The Veritone platform automatically triggers training jobs for all compatible engines whenever a given library is published. For example, when a user publishes a library containing people, the platform launches training jobs for all facial recognition engines.
During development it may be helpful to manually trigger training jobs against existing, unchanged libraries.
You can do so with the following query. Substitute your own engine, library, and library engine model IDs.
mutation {
createJob(input: {
tasks: [
{
engineId: "9f60a772-e8dd-480b-918e-5779d8eb02f0"
payload: {
mode: "library-train"
libraryId: "5943cafd-7eea-4913-9496-2afdea89f08b"
libraryEngineModelId: "88540e51-6418-4b05-9349-4b2f4c230eb1"
}
}
]
}) {
id
tasks {
records {
id
status
payload
engine {
id
name
}
}
}
}
}
Steps
- Update the model's
trainStatus field to running.
mutation {
updateLibraryEngineModel(input: {
id: "4ae6d34d-8f4a-4e4e-aefa-12964cbf29c9",
trainStatus: running
}) {
id
trainStatus
}
}
- Get the library, its entities, and its identifiers.

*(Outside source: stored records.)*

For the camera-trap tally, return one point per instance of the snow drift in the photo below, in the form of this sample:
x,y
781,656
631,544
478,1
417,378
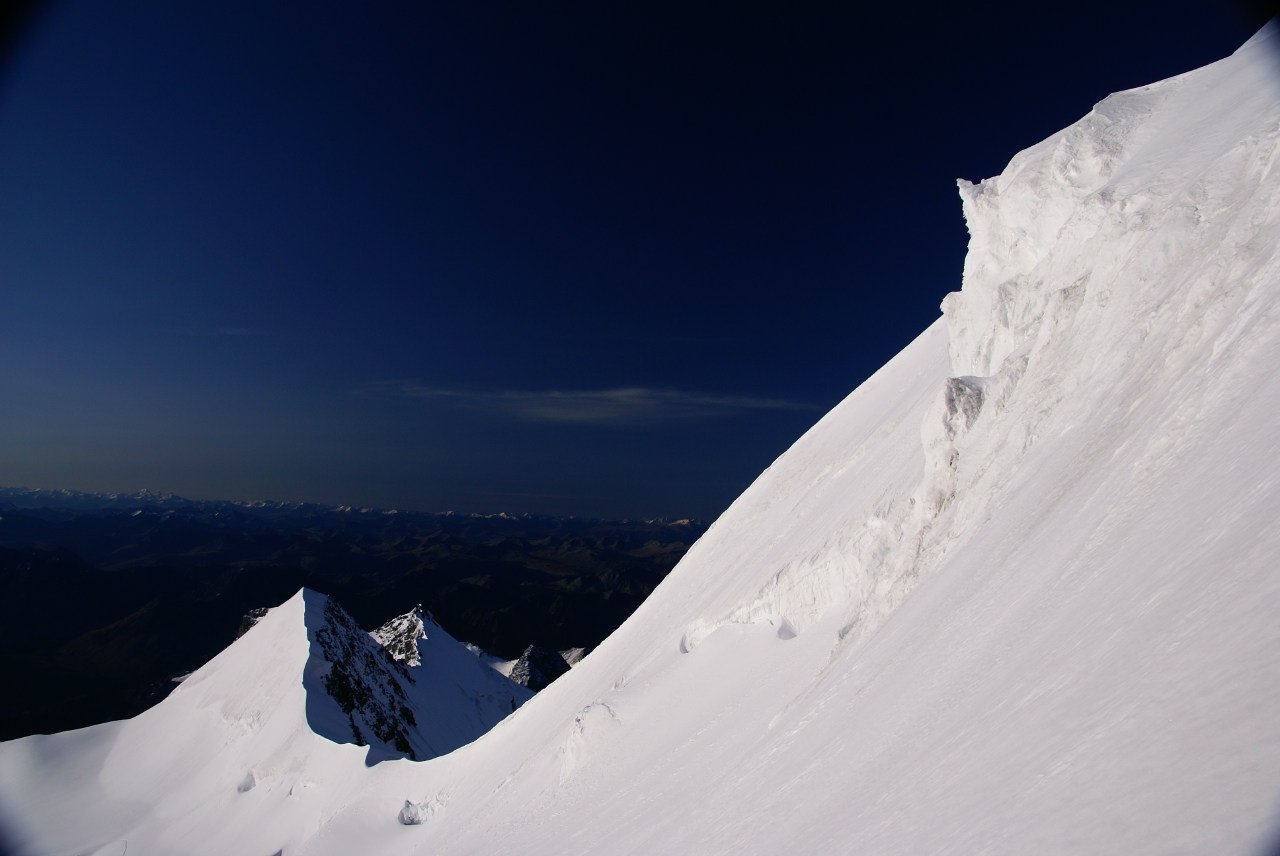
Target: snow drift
x,y
1015,594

identifierTypeId should be set to the appropriate value (for example, "face" if your engine requires faces, or "audio-recording" if it requires audio). Use limit and offset to page through returned values as necessary. Both entities and identifiers can contain metadata in a field called jsondata, which can optionally be used by your engine.
query GetIdentifiers($identifierTypeId: ID, $offset: Int = 0, $limit: Int = 25) {
library(id: "17a86304-9a82-4943-a06e-a2eb1c2506cc") {
id
name
entities(identifierTypeId: $identifierTypeId, offset: $offset, limit: $limit) {
count
records{
id
name
jsondata
identifiers(identifierTypeId: $identifierTypeId, limit: $limit) {
count
records {
id
url
jsondata
}
}
}
}
}
}
When training large libraries (100s or 1000s of entities), it is strongly advised to implement code that performs well and avoids exceeding usage limits. Observe the following:
- Use paging with a moderate page size, such as the default of
30 - Limit the number of entities and identifiers that are processed concurrently. In synchronous code, this is typically automatic in a simple loop-based implementation, but in asynchronous code such as JavaScript it may be necessary to use protective measures such as
async.limit().
- Train your engine using the returned identifiers and metadata.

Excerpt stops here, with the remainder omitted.